Desde su entrada en vigor, los países firmantes deberán cooperar en investigación científica y tecnología oceánica, además de apoyar a las naciones en desarrollo para fortalecer su participación en la gobernanza de los océanos. Las actividades con potencial de dañar la vida marina deberán someterse a evaluaciones de impacto ambiental según los estándares del tratado. También se establece la obligación de compartir información sobre investigaciones con posible uso comercial, como el desarrollo de nuevos medicamentos.
Los países deberán promover los objetivos de conservación en organismos internacionales como la Organización Marítima Internacional y la Autoridad Internacional de los Fondos Marinos.

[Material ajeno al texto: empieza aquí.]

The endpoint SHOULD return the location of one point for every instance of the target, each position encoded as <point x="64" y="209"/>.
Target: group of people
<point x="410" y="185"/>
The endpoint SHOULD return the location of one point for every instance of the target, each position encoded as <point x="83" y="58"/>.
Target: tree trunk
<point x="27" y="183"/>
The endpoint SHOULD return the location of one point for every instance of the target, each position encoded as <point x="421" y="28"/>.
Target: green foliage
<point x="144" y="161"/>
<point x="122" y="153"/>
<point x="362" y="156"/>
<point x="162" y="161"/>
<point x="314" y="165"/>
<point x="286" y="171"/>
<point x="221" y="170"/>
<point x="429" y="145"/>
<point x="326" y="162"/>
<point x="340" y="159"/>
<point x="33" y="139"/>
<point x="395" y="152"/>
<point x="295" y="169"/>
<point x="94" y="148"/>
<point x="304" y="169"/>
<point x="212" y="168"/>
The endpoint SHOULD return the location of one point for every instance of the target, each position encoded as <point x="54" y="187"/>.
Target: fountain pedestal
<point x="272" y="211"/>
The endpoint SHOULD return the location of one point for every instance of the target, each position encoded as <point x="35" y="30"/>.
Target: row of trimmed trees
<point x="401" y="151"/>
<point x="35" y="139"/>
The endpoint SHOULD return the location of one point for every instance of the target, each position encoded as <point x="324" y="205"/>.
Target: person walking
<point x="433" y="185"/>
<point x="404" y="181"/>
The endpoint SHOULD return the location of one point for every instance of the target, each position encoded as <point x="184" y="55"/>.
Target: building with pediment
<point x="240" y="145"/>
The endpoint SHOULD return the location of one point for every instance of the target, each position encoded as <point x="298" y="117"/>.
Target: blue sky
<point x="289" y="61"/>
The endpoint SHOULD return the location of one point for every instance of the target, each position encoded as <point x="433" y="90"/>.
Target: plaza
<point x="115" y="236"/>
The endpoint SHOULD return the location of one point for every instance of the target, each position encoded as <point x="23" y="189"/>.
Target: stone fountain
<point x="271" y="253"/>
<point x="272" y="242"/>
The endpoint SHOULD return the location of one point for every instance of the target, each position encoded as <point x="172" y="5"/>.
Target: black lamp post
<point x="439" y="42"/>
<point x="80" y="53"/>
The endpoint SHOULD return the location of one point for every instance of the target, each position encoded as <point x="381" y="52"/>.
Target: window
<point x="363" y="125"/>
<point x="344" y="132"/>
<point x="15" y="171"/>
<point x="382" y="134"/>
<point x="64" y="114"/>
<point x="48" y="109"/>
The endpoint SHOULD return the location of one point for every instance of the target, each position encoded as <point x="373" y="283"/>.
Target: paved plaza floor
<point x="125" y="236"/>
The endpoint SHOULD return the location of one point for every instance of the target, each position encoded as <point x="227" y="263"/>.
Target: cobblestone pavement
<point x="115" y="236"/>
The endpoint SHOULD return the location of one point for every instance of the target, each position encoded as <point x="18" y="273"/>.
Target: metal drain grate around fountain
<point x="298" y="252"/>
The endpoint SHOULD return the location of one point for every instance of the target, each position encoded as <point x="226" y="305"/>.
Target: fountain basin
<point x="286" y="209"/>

Aunque aún se desarrollan estructuras como la secretaría y el cuerpo científico, ya se preparan propuestas de nuevas zonas protegidas, como el mar de los Sargazos, los montes submarinos Emperador en el Pacífico Norte y las cordilleras Salas y Gómez y Nazca frente a Sudamérica.
Los conservacionistas insisten en que los gobiernos deben actuar con rapidez para cumplir el objetivo global de proteger el 30% de los océanos para 2030. “Las áreas marinas protegidas por el tratado serán tan fuertes como los gobiernos las hagan”, señaló Megan Randles, de Greenpeace. Rebecca Hubbard, directora de la Alianza de Alta Mar, añadió que aún se debate cómo monitorear las zonas protegidas, mencionando opciones como la tecnología satelital y patrullas multinacionales.
En el plazo de un año se celebrará la primera Conferencia de las Partes (COP), donde se definirán presupuestos, comités y otros mecanismos de implementación. La primera aprobación de un área protegida podría ocurrir en una segunda COP, cuando ya exista el cuerpo científico evaluador.
Estados Unidos firmó el tratado, pero aún no lo ha ratificado, por lo que solo puede participar como observador. “El Tratado de Alta Mar tiene un apoyo político increíblemente amplio”, dijo Hubbard. Randles añadió: “El tratado es una señal de que, en un mundo dividido, proteger la naturaleza y nuestros bienes comunes globales aún puede triunfar sobre las rivalidades políticas. El océano nos conecta a todos.”